Subsequent to year-end, the company's board of directors authorized distributions for March 2018, April 2018, and May 2018 in the amount of $0.05583344 per share to the shareholders of record at the close of business on March 15, 2018, April 16, 2018, and May 15, 2018, respectively. OP unit holders will receive distributions at the same rate. The monthly distribution rate will result in the same annual distribution amount as the daily distribution rate which was used to calculate dividends prior to 2018.

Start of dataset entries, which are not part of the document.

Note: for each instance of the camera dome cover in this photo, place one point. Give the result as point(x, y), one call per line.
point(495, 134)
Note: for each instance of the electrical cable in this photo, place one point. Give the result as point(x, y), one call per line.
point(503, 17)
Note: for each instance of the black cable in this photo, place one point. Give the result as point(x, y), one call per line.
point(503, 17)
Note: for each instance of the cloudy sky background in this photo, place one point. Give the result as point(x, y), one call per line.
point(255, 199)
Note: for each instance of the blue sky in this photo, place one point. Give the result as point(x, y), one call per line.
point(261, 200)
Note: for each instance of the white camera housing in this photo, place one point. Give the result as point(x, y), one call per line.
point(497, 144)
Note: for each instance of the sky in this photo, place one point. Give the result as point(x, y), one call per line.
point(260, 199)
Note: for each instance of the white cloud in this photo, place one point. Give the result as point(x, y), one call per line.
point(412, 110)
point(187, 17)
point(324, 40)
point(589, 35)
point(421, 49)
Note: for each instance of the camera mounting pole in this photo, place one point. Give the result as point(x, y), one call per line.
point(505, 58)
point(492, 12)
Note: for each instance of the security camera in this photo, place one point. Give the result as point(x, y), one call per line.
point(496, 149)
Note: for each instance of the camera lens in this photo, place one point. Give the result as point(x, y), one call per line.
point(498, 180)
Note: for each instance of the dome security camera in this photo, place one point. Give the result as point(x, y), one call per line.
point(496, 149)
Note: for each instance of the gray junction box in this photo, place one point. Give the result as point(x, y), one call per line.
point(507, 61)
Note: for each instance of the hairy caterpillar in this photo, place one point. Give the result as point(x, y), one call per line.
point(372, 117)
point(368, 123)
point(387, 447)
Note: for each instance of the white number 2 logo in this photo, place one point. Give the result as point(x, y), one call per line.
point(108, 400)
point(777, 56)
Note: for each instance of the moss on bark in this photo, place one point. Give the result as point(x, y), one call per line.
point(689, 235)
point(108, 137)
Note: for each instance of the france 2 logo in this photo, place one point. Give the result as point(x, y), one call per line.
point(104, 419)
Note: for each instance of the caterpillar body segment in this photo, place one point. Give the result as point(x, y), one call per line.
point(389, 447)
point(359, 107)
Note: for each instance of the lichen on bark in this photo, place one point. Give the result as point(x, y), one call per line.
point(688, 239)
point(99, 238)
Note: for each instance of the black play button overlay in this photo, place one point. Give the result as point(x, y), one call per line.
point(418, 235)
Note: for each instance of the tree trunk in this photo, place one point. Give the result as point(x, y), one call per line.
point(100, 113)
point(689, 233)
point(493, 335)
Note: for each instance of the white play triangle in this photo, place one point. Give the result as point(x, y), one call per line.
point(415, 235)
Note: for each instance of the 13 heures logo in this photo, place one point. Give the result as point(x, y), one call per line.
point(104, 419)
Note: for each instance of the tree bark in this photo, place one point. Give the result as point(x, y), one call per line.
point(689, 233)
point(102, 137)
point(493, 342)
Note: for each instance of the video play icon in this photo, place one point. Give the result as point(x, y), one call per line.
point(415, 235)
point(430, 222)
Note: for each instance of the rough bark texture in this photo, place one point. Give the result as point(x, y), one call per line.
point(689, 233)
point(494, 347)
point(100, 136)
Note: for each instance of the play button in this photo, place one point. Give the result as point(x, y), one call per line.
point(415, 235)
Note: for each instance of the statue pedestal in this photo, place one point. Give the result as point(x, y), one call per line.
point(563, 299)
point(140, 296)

Share Repurchase Program (SRP)

During the fourth quarter of 2017, standard repurchase requests surpassed the funding limits under the SRP. Due to the program’s funding limits, no funds were available for repurchases during the fourth quarter of 2017 and no funds will be available for the first quarter of 2018. Additionally, repurchases during the remainder of 2018 are expected to be limited.

Cash available for standard repurchases on any particular date under the SRP is generally limited to the proceeds from the dividend reinvestment plan during the preceding four quarters, less amounts already used for repurchases during the same time period.

The company will continue to fulfill repurchases sought upon a stockholder’s death, “qualifying disability,” or “determination of incompetence” in accordance with the terms of the SRP.

Stockholder Update Call

Chairman and Chief Executive Officer Jeff Edison, Chief Financial Officer Devin Murphy, and Executive Vice President Mark Addy will host a live presentation addressing the company’s results on Thursday, March 15, 2018, at 11:00 a.m. Eastern Time.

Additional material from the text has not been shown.